RebbeSe analizzassimo il lavoro del Rebbe Menachem Mendel Schneerson zl come se egli fosse stato un dirigente d’azienda o il direttore di un qualsiasi dipartimento culturale dovremmo solo apprezzare i lunghi anni nei quali il Rebbe zl ha di fatto cambiato il volto dell’ebraismo mondiale. Che si abbiano o meno simpatie o affinità con il mondo chassidico Lubavitch, non si può negare che la visione e la progettualità ebraica del Rebbe siano state la più grande rivoluzione educativa della nostra generazione.
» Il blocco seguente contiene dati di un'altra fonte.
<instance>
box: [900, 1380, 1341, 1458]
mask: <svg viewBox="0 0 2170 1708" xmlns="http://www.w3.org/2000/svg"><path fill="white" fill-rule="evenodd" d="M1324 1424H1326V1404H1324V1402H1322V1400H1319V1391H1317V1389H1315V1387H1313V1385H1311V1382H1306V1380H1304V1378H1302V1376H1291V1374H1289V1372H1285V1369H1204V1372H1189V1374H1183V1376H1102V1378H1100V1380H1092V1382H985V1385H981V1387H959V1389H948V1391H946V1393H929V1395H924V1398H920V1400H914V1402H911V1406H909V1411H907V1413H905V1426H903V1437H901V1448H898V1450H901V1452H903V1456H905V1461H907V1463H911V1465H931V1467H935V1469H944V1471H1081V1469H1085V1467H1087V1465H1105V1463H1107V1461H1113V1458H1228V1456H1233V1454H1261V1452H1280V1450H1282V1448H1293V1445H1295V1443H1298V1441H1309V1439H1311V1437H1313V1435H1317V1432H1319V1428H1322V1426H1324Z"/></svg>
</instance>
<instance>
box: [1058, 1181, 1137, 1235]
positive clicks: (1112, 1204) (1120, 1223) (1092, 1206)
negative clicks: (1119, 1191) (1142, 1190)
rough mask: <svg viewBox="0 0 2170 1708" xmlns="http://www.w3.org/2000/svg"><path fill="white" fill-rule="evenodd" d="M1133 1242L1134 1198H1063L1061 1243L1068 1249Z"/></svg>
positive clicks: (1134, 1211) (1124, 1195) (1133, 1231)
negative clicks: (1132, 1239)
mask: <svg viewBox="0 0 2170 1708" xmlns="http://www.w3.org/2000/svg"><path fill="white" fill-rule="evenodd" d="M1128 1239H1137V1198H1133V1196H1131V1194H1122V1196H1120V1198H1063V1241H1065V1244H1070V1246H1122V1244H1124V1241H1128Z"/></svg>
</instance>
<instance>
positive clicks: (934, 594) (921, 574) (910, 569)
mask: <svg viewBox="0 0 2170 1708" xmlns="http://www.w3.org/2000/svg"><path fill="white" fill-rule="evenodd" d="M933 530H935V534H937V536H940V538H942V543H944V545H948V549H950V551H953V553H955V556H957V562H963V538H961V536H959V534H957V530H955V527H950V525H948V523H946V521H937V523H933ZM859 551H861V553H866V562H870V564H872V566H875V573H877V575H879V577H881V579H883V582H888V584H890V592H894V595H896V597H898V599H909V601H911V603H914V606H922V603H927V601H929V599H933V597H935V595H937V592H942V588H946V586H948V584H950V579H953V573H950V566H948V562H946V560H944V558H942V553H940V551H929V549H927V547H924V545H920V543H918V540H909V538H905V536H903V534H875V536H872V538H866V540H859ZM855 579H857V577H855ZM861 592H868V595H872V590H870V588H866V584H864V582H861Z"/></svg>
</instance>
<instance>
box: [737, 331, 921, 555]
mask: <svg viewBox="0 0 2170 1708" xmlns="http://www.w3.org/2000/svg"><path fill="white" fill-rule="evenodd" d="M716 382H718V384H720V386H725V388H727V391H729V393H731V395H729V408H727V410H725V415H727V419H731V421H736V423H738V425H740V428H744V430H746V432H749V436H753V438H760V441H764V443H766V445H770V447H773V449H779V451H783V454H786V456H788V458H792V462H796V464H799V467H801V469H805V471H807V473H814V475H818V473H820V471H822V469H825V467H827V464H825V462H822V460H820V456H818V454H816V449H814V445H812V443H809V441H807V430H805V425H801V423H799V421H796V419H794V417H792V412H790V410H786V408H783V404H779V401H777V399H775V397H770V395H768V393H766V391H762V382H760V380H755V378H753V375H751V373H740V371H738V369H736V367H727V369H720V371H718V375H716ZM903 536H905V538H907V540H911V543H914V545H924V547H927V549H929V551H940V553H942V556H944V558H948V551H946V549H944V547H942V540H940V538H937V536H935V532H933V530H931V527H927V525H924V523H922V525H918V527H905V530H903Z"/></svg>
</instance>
Il concetto di shlichut, di invio di emissari, nelle realtà ebraiche più diverse e disparate ha fatto in modo che ovunque ci fosse un Beit Chabad, un ebreo potesse trovare un pasto caldo, una casa, un abbraccio (reale o politico che fosse) e chiacchiere di Torà. Il metodo educativo del Rebbe zl è stato imitato e fatto proprio da molte altre organizzazioni ebraiche e molti altri movimenti ortodossi non chassidici. La grande novità concettuale che il Rebbe zl ha donato e sviluppato nel mondo è stata l’abbattimento delle invisibili mura che separavano il mondo religioso osservante da quello laico secolare.

Ponendo al centro dell’attenzione educativa l’ebreo in quanto tale, il Rebbe zl ha lanciato, anno dopo anno, campagne di impegno e di azioni utopiche che hanno cambiato il mondo. “L’uomo non potrà mai essere felice se non si prende cura della sua anima nella stessa maniera in cui si prende cura del corpo” e “non dobbiamo darci pace fino a quando ogni bambino, maschio e femmina, non avrà ricevuto una educazione morale adeguata”, queste due frasi, due motti, detti dal Rebbe negli anni dopo il secondo conflitto mondiale e diretti ad un’Europa e ad un Mondo, occidentale ed orientale post comunista, sono stati i valori ispiratori di un vero e proprio “piano Marshall” spirituale ebraico rivolto ad intere comunità colpite dalla Shoà, dall’assimilazione, dal comunismo e quindi lontane dalla tradizione ebraica. Il Rebbe zl, come il segretario di Stato statunitense George Marshall, predispose ed organizzò una sorta di piano ideologico ed educativo per risollevare il destino ebraico delle Comunità che erano socialmente, economicamente, ma sopra ogni cosa culturalmente e spiritualmente in pericolo.